Une mort qui laisse pourtant penser qu’il en est d’autres, qu’elle n’est pas seule, pas vraiment le fait d’un accident isolé, mais l’expression d’une façon d’user de la vie d’autrui, le résultat d‘une manière de s‘enrichir et d‘exploiter le travail de ceux qui cherchent simplement à survivre.
Que nous dit cette mort presque anonyme dans un monde à la fois si lointain et si proche de nous, et qui voit une vie s’éteindre dans le silence et l’indifférence de ceux qui, de quelque manière que ce soit, en sont responsables ?

La Part du chat, le film documentaire de Jeremy Hamers met, avec une intelligence et une émotion volontairement cruelles, des images sur ces silences, sur ce déni permanent qui accompagne le travail et le sort de ceux qui acceptent un état de fait qui à plus ou moins long terme, suppose leur disparition, voire leur fin.
Jouant d’une économie de moyens exemplaire, Jeremy Hamers construit son film
entre constat et mise en cause. Avec une science du cadre et de la durée, il nous donne à voir, en une série de séquences maîtrisées, une journée de travail de ces déracinés de la canne à sucre. Plans cadrés au plus juste de la raison de leur exploitation, d’une précision chirurgicale quant à ces corps qui produisent et reproduisent cette dépendance salariale, plans réellement documentaires qui évacuent toute considération sentimentale,
Parallèlement à ces images qui forcent la réflexion, une correspondance épistolaire à sens unique entre Tiao (celui qui travaille et écrit) et sa compagne Terezina (celle qui est restée au pays et qui, comme nous, attend et entend les lettres de Tiao) nous laisse entrevoir ce qui se joue de terrible dans cet exil et d‘inacceptable dans cette exploitation. Au fil des lettres, se mettent en place les composantes d’un drame qui va nous toucher là où cela dérange, où cela surtout pose question.

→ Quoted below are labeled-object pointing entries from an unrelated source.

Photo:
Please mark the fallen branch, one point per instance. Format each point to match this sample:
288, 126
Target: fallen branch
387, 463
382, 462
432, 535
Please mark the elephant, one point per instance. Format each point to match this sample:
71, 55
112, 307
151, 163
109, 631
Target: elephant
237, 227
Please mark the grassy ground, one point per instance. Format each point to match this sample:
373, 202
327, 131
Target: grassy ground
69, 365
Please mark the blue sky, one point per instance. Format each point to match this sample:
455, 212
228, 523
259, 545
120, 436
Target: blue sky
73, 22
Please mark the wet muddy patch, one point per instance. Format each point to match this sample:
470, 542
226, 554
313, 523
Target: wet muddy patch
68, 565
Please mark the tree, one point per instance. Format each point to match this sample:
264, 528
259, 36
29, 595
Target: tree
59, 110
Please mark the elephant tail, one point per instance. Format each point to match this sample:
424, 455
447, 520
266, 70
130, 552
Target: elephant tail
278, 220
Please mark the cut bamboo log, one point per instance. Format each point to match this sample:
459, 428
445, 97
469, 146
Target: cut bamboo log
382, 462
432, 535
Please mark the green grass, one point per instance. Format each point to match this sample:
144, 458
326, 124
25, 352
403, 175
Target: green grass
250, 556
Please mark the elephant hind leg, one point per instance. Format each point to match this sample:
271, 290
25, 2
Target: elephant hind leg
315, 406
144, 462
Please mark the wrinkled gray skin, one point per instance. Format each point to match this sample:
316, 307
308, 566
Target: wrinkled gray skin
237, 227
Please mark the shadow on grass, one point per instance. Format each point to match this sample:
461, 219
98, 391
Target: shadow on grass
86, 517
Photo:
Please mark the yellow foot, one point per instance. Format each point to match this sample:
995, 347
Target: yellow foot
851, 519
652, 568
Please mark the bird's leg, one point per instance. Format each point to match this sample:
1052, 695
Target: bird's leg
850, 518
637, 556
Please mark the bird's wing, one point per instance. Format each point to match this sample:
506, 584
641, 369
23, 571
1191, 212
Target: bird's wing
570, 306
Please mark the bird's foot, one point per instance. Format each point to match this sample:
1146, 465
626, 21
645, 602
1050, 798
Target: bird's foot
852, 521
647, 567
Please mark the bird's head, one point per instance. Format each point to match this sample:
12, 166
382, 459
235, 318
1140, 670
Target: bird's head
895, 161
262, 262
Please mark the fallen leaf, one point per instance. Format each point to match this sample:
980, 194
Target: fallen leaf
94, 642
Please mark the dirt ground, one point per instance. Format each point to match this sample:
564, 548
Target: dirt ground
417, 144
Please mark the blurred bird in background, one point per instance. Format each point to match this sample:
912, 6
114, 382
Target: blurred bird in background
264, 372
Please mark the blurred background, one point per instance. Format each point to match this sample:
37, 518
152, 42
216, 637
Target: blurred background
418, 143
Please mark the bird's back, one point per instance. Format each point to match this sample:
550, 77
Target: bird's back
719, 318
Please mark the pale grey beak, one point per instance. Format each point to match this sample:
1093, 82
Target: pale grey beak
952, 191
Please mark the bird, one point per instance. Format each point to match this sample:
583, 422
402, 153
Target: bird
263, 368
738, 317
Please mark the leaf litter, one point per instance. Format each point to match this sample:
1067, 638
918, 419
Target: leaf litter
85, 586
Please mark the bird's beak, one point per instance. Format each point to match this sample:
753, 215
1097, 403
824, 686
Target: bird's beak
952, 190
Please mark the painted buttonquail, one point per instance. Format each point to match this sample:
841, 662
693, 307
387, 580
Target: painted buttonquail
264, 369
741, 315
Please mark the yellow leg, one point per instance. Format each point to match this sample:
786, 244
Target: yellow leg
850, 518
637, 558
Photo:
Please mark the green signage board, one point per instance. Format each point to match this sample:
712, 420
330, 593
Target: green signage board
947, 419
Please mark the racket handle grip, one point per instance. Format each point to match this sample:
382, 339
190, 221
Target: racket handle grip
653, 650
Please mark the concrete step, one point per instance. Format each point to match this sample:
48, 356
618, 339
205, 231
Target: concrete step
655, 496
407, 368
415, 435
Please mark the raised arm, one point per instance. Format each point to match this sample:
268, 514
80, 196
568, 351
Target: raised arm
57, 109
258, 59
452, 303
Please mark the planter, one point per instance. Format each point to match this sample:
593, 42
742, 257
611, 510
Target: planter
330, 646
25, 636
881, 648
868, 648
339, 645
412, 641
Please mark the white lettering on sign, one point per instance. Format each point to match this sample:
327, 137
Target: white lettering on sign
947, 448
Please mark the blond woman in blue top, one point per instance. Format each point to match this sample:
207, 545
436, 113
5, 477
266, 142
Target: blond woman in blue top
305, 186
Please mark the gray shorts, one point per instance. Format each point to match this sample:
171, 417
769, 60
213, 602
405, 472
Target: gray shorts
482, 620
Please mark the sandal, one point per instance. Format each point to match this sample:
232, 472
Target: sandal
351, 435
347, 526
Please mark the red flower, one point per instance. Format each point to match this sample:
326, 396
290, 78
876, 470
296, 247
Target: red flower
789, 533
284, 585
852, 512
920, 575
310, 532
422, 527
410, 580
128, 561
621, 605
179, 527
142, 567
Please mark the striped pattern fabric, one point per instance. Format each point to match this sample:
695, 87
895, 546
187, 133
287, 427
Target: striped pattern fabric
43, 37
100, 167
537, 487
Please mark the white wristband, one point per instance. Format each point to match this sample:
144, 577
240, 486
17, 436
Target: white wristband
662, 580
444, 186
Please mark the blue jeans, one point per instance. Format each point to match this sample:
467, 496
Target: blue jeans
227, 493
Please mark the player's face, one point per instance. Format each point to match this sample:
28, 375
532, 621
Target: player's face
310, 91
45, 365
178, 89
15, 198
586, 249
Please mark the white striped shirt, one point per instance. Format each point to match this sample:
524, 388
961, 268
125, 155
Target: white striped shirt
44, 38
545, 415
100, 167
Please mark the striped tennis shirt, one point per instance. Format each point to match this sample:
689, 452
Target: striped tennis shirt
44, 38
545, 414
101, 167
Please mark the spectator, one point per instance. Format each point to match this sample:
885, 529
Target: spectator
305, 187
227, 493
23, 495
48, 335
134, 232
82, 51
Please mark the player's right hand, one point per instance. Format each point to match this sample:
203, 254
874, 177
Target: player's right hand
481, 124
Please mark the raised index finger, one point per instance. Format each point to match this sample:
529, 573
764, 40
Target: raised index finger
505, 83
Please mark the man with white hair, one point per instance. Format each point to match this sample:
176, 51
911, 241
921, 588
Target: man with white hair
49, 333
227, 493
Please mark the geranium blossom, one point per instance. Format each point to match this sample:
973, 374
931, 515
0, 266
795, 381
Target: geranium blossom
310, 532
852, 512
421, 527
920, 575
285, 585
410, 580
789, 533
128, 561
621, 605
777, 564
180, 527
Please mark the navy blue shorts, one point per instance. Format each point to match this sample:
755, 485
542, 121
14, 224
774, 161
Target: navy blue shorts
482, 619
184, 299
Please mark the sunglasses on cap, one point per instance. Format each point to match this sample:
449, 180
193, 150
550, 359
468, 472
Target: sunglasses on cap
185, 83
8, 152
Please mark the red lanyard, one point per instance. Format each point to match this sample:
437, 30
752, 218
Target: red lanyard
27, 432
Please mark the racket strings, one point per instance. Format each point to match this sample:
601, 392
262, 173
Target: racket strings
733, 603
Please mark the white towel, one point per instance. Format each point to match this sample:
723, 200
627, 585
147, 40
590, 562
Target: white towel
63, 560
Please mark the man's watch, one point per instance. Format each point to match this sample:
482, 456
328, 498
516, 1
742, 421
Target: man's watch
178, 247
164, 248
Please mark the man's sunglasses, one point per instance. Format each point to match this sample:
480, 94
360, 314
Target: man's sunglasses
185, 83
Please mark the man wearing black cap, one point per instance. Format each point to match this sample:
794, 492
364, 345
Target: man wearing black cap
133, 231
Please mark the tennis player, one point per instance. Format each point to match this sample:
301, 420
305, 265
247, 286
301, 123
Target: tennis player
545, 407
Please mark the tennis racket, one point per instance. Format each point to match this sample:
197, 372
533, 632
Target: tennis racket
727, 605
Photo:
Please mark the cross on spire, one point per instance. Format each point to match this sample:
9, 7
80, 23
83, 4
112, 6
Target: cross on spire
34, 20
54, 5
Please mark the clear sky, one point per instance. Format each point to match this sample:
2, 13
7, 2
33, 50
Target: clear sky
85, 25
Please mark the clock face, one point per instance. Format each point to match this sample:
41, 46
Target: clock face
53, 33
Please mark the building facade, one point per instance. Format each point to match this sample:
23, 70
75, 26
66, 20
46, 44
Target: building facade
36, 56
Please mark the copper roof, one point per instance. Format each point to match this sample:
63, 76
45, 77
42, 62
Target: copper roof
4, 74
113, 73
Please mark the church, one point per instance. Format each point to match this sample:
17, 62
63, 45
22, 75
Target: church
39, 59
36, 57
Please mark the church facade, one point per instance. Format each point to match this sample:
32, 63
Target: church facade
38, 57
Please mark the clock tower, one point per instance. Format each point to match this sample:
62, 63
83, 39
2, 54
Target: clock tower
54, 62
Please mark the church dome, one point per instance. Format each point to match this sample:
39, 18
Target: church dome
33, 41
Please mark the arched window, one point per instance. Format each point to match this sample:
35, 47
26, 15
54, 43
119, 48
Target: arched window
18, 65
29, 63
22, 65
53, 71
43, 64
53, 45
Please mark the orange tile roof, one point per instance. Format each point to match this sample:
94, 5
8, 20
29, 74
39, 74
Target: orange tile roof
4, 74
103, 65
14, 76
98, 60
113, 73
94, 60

Jeremy Hamers, en nous montrant simplement ce qu’il en est de ces journées de travail, énonce une mort avant la mort. Son approche sobre et efficace ne tombe jamais dans la démonstration. Sans commentaire, sans l’ombre d’une forme d’argumentation, il parie sur la présence du son direct pour répercuter ce qui à l’image est effort et engourdissement, labeur et renoncement.
Et comme s’opère la pertinence de ce qui est vu, nous devenons ce quotidien de sueur et de suie et subissons cette servitude volontaire jusque dans sa fatale conclusion.
La Part du chat est un film réussi, nécessaire, et qui donne la part belle au cinéma. Et c’est sans doute par sa confiance dans cette parole imaginaire des images et des sons que La Part du chat dépasse le simple constat, la simple dénonciation pour se poser comme une véritable aventure cinématographique dont le spectateur peut s‘approprier et le risque et l‘enjeu.